Cependant, les pays africains s’accordent souvent sur des mesures collectives au niveau multilatéral, mais, au niveau national, succombent aux influences extérieures. Par exemple, nombreux sont ceux qui accueillent des bases militaires étrangères sur leur territoire malgré plusieurs décisions contraires du Conseil de paix et de sécurité de l’UA. Les gouvernements doivent donc s'efforcer, en particulier, de remédier aux injustices qui figurent dans les accords actuels et futurs sur les ressources et qui ont été conclus avec des puissances extérieures et des multinationales.
La demande de réparation n’est pas de nature conflictuelle, mais vise à parvenir à la réconciliation
La Tanzanie a adopté de nouvelles lois en 2017 qui lui permettent de renégocier les accords miniers afin d’obtenir une part plus importante des revenus tirés de ses ressources naturelles. De même, la renégociation par la RDC de son accord de 2008 avec des entreprises chinoises impose à la Chine d’augmenter ses investissements dans les infrastructures de 3 milliards à 7 milliards de dollars US. La Communauté économique des États de l’Afrique de l’Ouest et l’Alliance des États du Sahel cherchent, chacune de leur côté, à introduire de nouvelles monnaies pour remplacer le franc CFA contrôlé par la France.
Malgré le vaste potentiel de l’Afrique, des années de production de matières premières bon marché fournies aux nations industrialisées ont entretenu la pauvreté et le sous-développement. Les pays africains doivent promouvoir des structures commerciales qui favorisent l’industrialisation à moyen et long terme afin d’améliorer la valeur économique de leurs ressources.

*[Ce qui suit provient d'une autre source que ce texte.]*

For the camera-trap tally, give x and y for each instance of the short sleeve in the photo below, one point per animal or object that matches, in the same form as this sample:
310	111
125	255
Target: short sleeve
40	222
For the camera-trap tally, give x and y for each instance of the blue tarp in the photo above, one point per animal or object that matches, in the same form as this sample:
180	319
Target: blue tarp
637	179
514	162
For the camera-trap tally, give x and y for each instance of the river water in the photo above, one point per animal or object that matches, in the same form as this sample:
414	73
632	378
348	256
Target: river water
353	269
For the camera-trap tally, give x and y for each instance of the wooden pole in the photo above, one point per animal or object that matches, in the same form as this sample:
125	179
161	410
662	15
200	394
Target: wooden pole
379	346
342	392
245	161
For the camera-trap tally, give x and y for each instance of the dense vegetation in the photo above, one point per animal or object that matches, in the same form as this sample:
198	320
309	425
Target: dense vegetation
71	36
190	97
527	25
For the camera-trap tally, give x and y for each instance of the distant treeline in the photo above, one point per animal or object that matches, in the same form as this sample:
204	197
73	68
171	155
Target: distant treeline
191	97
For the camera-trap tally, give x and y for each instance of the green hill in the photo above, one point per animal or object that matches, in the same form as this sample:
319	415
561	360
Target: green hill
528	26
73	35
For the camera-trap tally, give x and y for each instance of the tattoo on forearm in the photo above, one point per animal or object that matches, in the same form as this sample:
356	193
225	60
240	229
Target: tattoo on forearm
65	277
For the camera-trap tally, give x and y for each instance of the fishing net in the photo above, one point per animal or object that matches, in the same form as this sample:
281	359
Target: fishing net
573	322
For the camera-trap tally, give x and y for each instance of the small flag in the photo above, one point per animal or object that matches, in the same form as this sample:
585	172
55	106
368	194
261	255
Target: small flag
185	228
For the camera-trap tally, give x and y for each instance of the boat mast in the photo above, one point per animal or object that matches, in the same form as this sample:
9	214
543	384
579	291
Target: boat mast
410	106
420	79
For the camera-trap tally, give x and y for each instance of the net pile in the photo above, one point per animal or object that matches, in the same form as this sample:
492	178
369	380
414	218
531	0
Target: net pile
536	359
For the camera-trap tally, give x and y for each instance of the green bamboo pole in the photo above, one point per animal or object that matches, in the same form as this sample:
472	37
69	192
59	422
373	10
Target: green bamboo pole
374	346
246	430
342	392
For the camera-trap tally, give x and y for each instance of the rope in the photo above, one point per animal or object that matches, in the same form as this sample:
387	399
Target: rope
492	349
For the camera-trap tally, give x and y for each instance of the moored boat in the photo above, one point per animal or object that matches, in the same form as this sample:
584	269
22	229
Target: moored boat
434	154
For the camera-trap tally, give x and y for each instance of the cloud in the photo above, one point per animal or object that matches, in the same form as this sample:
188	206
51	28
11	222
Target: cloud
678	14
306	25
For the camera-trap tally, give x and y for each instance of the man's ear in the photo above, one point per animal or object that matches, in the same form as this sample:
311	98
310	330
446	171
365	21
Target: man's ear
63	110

De plus, les pays qui réclament des réparations systémiques doivent renforcer la responsabilité au niveau national, en s’attaquant, chez eux, à la corruption et à la mauvaise gestion de leurs ressources.
Les pays africains et l’UA doivent renforcer le dialogue et, si nécessaire, adopter des mesures de conciliation afin d’assurer la restitution des biens culturels et des objets d’art. La Déclaration d’Addis-Abeba de 2025 sur les réparations préconise la mise en place d’un système de suivi rigoureux qui maintienne la pression lorsque les efforts de réparation marquent le pas aux niveaux local, national, continental et mondial.
Des réparations durables passent par la lutte contre le racisme intériorisé et le complexe d’infériorité profondément ancré qu’ont engendrés l’esclavage et le colonialisme.
L’UA, les pays des Caraïbes et les diasporas doivent faire comprendre à leurs partenaires internationaux que l’exigence de restitution n’est pas une démarche à visée conflictuelle. Il s’agit plutôt d’un effort délibéré pour parvenir à une réparation et à une réconciliation mutuelles.